The opposition to Brett Kavanaugh’s nomination to the Supreme Court has been frantic and hyperbolic, but the Press Herald’s headline “Don’t trust lying, partisan Kavanaugh,” above a letter by Andrew Hamilton, is especially egregious (Aug. 6). This used to be called “yellow journalism.”
In a letter full of errors and uninformed speculation, Hamilton claims that Kavanaugh lied in his 2006 Circuit Court of Appeals confirmation hearings about his involvement in the Bush administration’s detainee policy. There isn’t a speck of evidence for the allegation. Kavanaugh was asked for his opinion about how Justice Kennedy (for whom Kavanaugh had clerked) might react to certain aspects of the policy, but several Bush White House officials have said that the policy was highly compartmentalized, and that Kavanaugh had no need to know about all of them.

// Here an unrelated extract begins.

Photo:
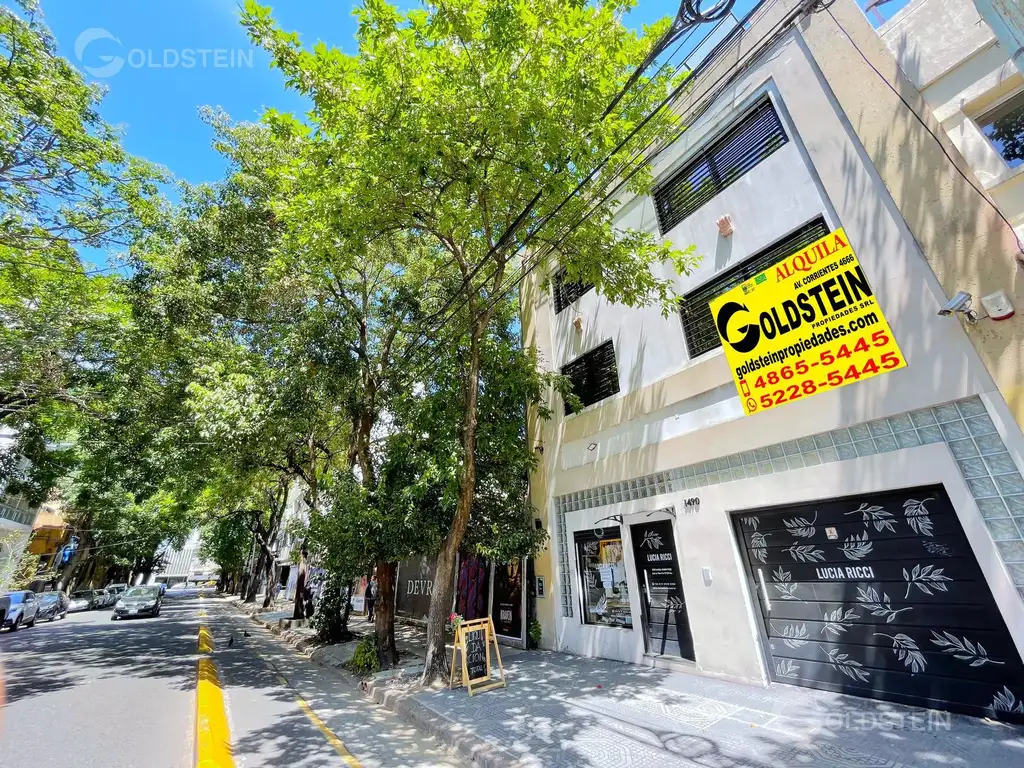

Hamilton says that Kavanaugh authored a “breathtaking lone dissent” in Garza v. Hargan (2017). Not so. Kavanaugh was joined in dissent by two other judges in a case in which the majority created a right for an unaccompanied, illegal immigrant teenager to have an immediate abortion before being turned over to a sponsor. Hamilton’s assertion that Kavanaugh “has voted against Supreme Court precedent repeatedly” is simply not true.
Lisa Blatt, who describes herself as a “liberal Democrat and feminist,” has argued 35 cases before the Supreme Court, more than any other woman, and worked in the Solicitor General’s Office during the Clinton, Bush and Obama administrations. Her view on Kavanaugh: “He is supremely qualified” and should be confirmed, “not because he will come out the way I want in each case, or even most cases, but because he will do the job with dignity, intelligence, empathy and integrity,” she wrote in a recent Politico op-ed.
Opponents can disagree all they want with Kavanaugh’s jurisprudence, but specious allegations are no substitute for facts and informed opinion.